By: Greg Smith (AP) With a deep gasp for air and a body shudder, it appeared to be over. Michael Bruce Ross, inmate number 127404, was officially pronounced dead at 2:25 a.m. But by all accounts the convicted serial killer had passed on within seconds of the first of three chemicals entering his body through an intravenous line.
Few sounds could be heard among the 21 witnesses standing in a narrow observation room peering through a window into the execution chamber at Osborn Correctional Institution.
"Inmate Ross, do you have final statement?" came a disembodied voice over speakers mounted behind witnesses.
"No thank you," Ross replied when a gooseneck microphone was bent towards his head by prison warden David Strange.
They were Ross' last words.
For some witnesses the death of the serial killer was anticlimactic. There were no wailing cries of sorrow among witnesses invited by Ross. There were no yells or cheers among family members of some of his victims.
Through curtains separating media witnesses a woman could be heard saying, "oh, feeling some pain?" in a mocking tone. Someone else whispered it was too easy. But that was it.
Media witnesses strained to find signs of life in the 45-year-old who was strapped to a gurney with arms spread wide when curtains hiding the execution chamber were opened at 2:08 a.m.
Ross never opened his eyes and never gave any outward signs of life, until he uttered his last words.

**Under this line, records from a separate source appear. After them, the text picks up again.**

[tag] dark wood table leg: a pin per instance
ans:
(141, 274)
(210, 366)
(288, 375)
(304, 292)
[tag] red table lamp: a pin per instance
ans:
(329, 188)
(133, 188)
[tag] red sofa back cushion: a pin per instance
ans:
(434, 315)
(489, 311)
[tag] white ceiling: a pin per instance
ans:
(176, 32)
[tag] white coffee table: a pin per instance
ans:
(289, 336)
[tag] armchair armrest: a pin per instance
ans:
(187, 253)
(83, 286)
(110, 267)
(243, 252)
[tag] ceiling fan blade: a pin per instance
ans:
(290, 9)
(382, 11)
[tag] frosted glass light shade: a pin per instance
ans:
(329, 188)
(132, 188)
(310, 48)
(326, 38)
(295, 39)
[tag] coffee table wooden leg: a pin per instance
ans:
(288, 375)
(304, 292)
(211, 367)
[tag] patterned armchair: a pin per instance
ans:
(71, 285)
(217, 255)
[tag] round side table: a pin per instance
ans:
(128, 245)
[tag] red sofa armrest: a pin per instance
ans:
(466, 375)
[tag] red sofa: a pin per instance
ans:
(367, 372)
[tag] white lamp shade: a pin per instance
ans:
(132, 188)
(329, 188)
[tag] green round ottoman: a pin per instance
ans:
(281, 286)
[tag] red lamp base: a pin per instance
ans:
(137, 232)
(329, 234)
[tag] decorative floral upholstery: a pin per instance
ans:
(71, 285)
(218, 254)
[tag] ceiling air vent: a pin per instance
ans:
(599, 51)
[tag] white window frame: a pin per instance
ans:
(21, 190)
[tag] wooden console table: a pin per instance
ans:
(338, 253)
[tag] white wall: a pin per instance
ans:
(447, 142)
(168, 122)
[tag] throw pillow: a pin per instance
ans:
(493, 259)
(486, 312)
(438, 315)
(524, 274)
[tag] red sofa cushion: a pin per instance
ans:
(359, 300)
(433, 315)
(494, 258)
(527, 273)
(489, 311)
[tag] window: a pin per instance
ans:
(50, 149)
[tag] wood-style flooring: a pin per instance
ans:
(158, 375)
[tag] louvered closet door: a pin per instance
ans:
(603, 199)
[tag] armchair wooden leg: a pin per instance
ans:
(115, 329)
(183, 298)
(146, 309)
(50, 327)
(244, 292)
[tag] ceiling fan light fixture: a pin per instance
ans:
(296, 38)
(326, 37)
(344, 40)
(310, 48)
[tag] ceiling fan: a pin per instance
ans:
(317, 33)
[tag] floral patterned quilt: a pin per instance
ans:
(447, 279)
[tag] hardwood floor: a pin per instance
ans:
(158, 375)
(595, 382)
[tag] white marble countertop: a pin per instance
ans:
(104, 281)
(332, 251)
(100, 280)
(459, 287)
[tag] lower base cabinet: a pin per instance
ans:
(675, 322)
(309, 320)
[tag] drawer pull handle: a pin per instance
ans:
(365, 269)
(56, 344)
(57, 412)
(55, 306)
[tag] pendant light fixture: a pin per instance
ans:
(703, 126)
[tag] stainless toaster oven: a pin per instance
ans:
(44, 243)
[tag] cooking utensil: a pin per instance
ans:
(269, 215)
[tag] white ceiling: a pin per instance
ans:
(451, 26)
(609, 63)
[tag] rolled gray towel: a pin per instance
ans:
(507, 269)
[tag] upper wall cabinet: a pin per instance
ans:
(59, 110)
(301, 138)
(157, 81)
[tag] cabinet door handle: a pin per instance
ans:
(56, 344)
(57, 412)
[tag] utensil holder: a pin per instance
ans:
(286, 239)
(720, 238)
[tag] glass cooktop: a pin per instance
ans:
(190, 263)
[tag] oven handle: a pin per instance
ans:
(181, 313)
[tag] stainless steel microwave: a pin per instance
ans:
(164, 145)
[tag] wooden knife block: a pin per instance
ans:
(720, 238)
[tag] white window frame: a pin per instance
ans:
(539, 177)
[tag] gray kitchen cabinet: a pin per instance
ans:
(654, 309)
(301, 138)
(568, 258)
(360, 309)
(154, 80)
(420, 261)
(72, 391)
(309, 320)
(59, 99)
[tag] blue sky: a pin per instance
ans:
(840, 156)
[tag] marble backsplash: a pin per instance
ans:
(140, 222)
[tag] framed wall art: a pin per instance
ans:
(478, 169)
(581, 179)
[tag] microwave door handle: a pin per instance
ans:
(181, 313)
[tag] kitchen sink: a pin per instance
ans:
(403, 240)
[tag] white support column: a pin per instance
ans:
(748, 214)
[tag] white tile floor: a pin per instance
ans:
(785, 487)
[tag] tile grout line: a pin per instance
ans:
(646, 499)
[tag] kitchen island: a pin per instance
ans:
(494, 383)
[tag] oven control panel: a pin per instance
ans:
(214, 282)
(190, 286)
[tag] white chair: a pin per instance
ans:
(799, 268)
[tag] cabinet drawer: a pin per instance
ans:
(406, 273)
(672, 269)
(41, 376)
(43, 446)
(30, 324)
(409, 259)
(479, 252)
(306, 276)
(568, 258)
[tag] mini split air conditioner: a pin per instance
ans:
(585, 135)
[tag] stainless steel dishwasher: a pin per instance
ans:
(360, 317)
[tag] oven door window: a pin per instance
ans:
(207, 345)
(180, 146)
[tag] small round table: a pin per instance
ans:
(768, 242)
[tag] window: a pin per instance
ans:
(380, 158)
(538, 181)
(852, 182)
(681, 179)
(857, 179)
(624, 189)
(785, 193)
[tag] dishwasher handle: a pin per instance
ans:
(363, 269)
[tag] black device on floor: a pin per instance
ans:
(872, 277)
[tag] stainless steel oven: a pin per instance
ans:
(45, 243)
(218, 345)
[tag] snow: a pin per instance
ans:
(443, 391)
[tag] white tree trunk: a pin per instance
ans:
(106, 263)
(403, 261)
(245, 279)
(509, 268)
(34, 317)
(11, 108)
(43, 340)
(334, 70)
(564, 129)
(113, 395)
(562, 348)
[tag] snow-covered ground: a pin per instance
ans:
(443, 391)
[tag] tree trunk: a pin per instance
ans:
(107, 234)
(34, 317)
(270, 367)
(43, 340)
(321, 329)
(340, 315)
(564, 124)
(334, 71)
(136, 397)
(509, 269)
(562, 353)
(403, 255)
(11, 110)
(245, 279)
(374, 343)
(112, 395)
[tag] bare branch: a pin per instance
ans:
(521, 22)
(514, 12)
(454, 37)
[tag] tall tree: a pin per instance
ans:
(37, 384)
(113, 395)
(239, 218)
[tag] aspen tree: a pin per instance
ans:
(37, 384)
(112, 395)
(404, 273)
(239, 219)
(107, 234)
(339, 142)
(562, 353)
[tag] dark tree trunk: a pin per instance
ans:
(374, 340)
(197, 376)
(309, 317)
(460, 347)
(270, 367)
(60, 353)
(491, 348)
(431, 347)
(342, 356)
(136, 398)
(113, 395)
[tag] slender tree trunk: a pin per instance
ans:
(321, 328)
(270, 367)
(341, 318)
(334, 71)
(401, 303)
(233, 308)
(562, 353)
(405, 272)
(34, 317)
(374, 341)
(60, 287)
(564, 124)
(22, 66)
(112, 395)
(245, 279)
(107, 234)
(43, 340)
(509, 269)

He was covered with a white sheet to his chest and appeared resigned to his fate.
After a four-minute call to check for any last minute impediments to the execution, the Warden took his position against the wall with three other observers.
The curtains closed at 2:21 a.m. Months of legal battles to save Ross life ended in that instant.
Some of the family members of Ross eight victims said the death would provide them a sense of closure. They will cherish the fact there will be no more court appeals and no more Ross headlines.